Bernard Haitink, Pierre Schaeffer and a 40,000 year old flute.
Tom Service talks to the conductor Bernard Haitink as he begins a tour with the London Symphony Orchestra, explores the legacy of the American musical polymath Nicolas Slonimsky through letters newly published by his daughter Electra Slonimsky Yourke, and talks to the electroacoustic composer Simon Emmerson and Rob Young of The Wire about the influence of Pierre Schaeffer's classic texts on "concrete music", now translated into English for the first time.
With an international conducting career that has spanned nearly six decades, Amsterdam-born Bernard Haitink is one of today’s most celebrated conductors. Chief Conductor of the Concertgebouw Orchestra for 27 years he is now their Conductor Laureate and has also held posts at the Royal Opera House, Glyndebourne Festival Opera, the Chicago Symphony Orchestra and the London Philharmonic. In a rare interview Haitink talks to Tom after a rehearsal at the Barbican about the very earliest days of his career at Netherlands Radio, the difficulties of conscience he faced working in post war Europe and why today’s politicians must prioritise the arts.
Bernard Haitink conducts the London Symphony Orchestra on the 17th and 21st Feb at the Barbican Centre.
Photo: © Todd Rosenberg
Ice Age Music
This month sees the opening of a new exhibition at the British Museum. ‘Ice Age Art: arrival of the modern mind’ features the world’s oldest known sculptures, drawings and portraits illustrating some of the earliest endeavours of creative expression. Amongst the exhibits is a Palaeolithic flute discovered three years ago by archaeologists in the Hohle Fels cavern in southwest Germany. Estimated to be around 40,000 years old the flute is made from the bone of a griffon vulture. Tom visits the exhibition with Professor Steven Mithen who explains the flute’s significance in our understanding of music at the dawn of the modern mind.
Photo: Hohle Fels, Flute (vulture bone). Photo: H. Jensen, copyright University of Tübingen.

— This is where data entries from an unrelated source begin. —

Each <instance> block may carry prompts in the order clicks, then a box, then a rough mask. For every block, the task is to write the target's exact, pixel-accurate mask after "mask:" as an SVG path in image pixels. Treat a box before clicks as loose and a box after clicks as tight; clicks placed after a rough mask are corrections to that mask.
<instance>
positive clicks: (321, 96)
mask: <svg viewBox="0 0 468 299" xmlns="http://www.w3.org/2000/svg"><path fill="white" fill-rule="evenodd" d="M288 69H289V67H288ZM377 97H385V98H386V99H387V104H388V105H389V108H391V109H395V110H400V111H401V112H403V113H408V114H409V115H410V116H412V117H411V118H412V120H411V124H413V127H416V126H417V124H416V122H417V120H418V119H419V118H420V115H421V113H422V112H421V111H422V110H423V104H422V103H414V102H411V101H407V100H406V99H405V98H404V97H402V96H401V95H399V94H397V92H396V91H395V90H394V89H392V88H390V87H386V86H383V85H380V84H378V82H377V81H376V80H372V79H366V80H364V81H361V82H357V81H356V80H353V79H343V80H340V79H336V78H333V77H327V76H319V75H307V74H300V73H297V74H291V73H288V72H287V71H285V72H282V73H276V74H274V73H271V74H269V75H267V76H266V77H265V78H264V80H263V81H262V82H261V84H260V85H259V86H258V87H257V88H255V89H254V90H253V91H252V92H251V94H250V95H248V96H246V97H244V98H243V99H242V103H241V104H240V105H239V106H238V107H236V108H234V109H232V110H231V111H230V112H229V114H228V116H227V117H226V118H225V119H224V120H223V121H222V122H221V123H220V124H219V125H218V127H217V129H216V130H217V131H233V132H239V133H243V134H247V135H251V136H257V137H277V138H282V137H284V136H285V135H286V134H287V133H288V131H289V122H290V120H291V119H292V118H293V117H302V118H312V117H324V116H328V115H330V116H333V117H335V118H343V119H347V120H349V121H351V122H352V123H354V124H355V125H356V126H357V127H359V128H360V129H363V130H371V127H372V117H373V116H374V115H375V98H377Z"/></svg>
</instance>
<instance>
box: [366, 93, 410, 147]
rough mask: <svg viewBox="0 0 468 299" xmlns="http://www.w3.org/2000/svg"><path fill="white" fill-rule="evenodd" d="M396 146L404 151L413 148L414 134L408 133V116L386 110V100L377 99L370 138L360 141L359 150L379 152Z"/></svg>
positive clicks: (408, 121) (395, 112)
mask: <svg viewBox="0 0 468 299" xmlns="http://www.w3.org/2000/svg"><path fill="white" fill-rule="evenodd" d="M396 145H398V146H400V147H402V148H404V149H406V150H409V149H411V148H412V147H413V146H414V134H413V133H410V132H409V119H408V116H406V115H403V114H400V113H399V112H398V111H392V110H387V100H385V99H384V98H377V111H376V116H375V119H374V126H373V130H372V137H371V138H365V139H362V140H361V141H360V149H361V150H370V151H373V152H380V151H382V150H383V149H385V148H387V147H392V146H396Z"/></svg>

French composer, writer, broadcaster, engineer, musicologist and acoustician Pierre Schaeffer gained widespread recognition in his lifetime for his innovative work in both the sciences—particularly communications and acoustics—and the various arts of music, literature and radio presentation after the end of World War II. Today Schaeffer, who died in 1995, is most widely recognized for his accomplishments in electronic and experimental music, especially his development of the avant-garde musique concrète. As his seminal text ‘In Search of a Concrete Music’ is published for the first time in English, Tom talks to composer Simon Emmerson and music journalist Rob Young about Schaeffer’s unique sense of fun in musical discovery and experimentation, and his influence on subsequent generations of composers.